Splinter Cell: Deathwatch – Ubisoft’s Finest Spy Work

It’s been far too long since Ubisoft took a stab at bringing Tom Clancy’s Splinter Cell back into gaming, or even in any entertainment media; since 2013’s Splinter Cell: Blacklist if we’re counting official games. The last time we saw Sam Fisher was in the parody animated Netflix show Captain Laserhawk: A Blood Dragon Remix back in 2023 where he popped up mid-episode in a flashback as a paraplegic and murdered tons of people in glorious stealth kill spec-ops fashion.

Lo and behold, Ubisoft and Netflix decide to give the old goat a chance with Splinter Cell: Deathwatch. The trailers were met with mixed reaction as people were afraid it’ll turn out like a girl boss-style action show where Sam Fisher pops up time and again. Rest assured, that the final form of the show is clearly a Sam Fisher joint, age be damned.

Spy Hard

Splinter Cell: Deathwatch is about Third Echelon operative Sam Fisher (Liev Schreiber). While retiring in Poland, he abruptly gets back in the game -now under a new name Fourth Echelon- after a young operative named Zinnia McKenna (Kirby Howell-Baptiste) botched a spy job and ends up sheltering at his place.

Elsewhere, Displace International CEO Diana Shetland (Kari Wahlgren), the daughter of Sam’s former associate Douglas Shetland, has plans to create a clean energy solution for Europe to get on-board. She also got her half-brother Charlie Shetland (Aleks Le) to be co-running the company, away from its privatized military background and from her dad’s not-so-sterling reputation (due to the events of Splinter Cell: Chaos Theory).

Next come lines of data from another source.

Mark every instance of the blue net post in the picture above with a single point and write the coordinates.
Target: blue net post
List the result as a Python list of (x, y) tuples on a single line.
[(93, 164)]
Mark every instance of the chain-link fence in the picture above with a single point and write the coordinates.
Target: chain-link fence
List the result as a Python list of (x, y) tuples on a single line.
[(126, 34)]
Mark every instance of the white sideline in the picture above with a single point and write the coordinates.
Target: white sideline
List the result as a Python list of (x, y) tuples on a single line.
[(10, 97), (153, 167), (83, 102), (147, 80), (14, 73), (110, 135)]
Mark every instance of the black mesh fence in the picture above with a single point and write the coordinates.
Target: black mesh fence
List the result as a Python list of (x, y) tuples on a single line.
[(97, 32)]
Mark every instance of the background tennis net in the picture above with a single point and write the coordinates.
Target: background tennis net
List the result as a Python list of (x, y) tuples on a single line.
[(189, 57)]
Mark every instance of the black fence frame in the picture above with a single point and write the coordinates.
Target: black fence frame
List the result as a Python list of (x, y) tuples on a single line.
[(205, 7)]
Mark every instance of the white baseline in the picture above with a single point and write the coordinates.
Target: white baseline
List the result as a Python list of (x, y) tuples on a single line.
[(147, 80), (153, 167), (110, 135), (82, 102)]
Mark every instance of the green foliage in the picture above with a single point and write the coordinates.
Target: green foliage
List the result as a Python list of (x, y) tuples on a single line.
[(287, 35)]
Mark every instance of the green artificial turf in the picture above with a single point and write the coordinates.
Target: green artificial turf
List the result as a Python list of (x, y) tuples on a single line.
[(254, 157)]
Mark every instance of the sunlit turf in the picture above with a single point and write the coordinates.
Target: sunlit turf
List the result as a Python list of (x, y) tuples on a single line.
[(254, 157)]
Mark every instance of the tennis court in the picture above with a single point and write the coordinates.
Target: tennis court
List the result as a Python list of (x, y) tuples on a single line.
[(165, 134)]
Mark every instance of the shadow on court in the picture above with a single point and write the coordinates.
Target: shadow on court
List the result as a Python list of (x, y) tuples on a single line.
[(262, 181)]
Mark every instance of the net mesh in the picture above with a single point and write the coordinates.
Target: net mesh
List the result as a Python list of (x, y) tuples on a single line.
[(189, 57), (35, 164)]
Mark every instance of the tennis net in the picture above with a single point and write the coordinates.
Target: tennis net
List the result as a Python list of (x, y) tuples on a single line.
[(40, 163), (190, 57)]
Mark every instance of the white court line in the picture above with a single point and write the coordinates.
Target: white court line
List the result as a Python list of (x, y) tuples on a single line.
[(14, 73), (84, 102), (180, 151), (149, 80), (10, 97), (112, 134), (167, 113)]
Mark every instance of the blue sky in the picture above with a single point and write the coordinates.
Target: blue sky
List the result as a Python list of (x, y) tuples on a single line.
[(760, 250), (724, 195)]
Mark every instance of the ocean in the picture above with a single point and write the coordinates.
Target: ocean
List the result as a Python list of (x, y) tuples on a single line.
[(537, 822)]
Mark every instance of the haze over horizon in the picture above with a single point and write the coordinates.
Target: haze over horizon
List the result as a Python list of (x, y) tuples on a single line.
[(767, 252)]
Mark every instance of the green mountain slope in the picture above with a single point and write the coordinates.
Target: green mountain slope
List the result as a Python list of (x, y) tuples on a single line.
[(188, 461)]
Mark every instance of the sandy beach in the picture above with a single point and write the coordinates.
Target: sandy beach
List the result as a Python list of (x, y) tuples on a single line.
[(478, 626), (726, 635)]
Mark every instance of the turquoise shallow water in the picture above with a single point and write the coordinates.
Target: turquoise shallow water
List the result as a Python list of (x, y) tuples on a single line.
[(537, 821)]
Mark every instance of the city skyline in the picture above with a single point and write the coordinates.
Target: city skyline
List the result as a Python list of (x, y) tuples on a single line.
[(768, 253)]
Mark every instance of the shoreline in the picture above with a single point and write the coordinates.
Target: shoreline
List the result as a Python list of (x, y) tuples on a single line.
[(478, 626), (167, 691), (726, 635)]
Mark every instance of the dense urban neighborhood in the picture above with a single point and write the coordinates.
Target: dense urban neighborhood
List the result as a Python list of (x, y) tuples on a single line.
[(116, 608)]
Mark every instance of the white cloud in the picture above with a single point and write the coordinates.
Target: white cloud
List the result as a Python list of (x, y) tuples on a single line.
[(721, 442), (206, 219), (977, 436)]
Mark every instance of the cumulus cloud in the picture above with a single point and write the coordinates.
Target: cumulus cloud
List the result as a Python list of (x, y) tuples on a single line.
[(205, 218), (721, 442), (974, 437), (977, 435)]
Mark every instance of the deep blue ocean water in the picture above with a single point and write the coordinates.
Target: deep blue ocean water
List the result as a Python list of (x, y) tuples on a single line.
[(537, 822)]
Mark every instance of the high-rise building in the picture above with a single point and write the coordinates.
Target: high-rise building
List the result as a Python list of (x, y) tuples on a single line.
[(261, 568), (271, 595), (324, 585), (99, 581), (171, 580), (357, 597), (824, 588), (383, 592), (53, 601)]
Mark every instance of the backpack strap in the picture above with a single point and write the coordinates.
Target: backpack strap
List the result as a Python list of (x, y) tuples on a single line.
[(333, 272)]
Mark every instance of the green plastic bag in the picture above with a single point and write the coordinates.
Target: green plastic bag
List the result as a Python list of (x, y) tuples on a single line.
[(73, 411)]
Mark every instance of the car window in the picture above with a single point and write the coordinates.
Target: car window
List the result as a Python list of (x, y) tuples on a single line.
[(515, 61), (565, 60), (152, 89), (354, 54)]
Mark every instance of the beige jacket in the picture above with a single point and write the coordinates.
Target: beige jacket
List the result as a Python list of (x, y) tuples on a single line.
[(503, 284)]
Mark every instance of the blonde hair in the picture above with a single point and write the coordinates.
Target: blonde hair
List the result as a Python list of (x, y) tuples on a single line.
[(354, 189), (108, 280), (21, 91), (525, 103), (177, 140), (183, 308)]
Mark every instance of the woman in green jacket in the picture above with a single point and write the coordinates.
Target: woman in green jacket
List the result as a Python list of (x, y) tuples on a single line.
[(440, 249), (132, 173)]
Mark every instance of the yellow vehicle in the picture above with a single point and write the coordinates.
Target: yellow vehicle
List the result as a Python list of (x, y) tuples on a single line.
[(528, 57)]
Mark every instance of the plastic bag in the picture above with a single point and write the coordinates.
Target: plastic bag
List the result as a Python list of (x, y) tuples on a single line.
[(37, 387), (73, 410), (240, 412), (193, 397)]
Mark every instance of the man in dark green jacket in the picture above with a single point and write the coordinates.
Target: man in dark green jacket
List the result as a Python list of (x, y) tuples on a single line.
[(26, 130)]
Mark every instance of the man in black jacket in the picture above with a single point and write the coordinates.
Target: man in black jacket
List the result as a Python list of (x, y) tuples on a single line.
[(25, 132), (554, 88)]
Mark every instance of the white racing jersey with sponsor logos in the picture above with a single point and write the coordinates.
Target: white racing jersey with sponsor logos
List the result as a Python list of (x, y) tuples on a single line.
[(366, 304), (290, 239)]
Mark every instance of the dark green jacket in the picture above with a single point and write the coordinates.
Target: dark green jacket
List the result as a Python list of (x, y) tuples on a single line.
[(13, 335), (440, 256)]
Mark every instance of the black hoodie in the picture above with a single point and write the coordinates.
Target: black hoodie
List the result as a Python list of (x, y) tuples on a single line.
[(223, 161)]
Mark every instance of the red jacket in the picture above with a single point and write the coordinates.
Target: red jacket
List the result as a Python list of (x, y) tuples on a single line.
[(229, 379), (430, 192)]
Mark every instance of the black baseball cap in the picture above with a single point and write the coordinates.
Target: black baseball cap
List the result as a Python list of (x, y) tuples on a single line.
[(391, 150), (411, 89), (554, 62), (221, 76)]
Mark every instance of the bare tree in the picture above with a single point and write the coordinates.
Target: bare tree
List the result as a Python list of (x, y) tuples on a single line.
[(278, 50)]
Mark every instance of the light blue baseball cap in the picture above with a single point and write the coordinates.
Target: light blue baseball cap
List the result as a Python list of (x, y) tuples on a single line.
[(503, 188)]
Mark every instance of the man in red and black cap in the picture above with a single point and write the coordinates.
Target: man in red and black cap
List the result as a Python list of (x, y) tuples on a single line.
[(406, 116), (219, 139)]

There’s a lot to love here for old-school Splinter Cell fans, from seeing spy handlers like Anna Grimsdotter being jaded and grumpy, to the sound the spy goggles emit when any of the Fourth Echelon folks go in for the kill. In fact, there’s a couple of episodes called Chaos Theory that tie the whole espionage and saboteur plot after revealing flashbacks of Sam and Douglas’ friendship and camaraderie under Third Echelon. Without spoiling anything, newbies can jump in and enjoy an episodic spy thriller with tons of action, while Splinter Cell aficianados can appreciate how an aged Sam Fisher can kick so much ass.

And it’s pretty violent, given the fact that most Splinter Cell games can be completed with minimal bloodshed. Sam Fisher himself isn’t as young as back then, and Zinnia is brash and revenge-filled as you’ll find out after an episode or two, so there’s going to be a lot of retribution and stealth kills you can look forward to. The show’s director had a hand in making John Wick and its calvacade of action setpieces, so the results here is violence that is contextual, and also made stylized and kinetic given the fact that most Hollywood-level spy films need some climax and peaks to entertain. Highlights include Sam taking on big-sized brutes, a hotel snatch-and-grab that ramps up the tension and pace, house break-in scenes that are way more visceral than one would expect out of such mundane crimes, and a ship top-deck gun fight with an ending you don’t see too often.

If anything, you’ll definitely remember the show’s big reveal and major plot point involving the Shetland kids. It’s bonkers, sure, but it’s on par with the previous games in terms of grandiose and Tom Clancy-level global crisis escalation. I can definitely tell you that the eight episodes on tap here were anything but boring.

Central Intelligence

Splinter Cell: Deathwatch hits all the right notes in the action and stealth department, delivering 8 episodes of espionage, conspiracy-sorting, and John Wick-style violence while retaining the vibes and core on why the series is beloved in the first place. Sam Fisher’s dry wit, global conspiracies that escalate beyond the Fourth Echelon’s understanding, and a lot of ties and plots going back to Sam’s colourful past as a younger operative.

While I do wish Michael Ironside reprised his role as Sam Fisher, Liev Schreiber did a great job as the “understudy”. The villains and supporting cast are compelling with the roles given, and the animation is well-tailored for what it needs to be. There’s a ton of great voice work courtesy of Janet Varney as Grim, Kari Wuhlgren and Aleks Le as the Shetland kids, and Joel Oulette as new Fourth Echelon hacker recruit Thunder.

Now can we get a proper Splinter Cell game, please?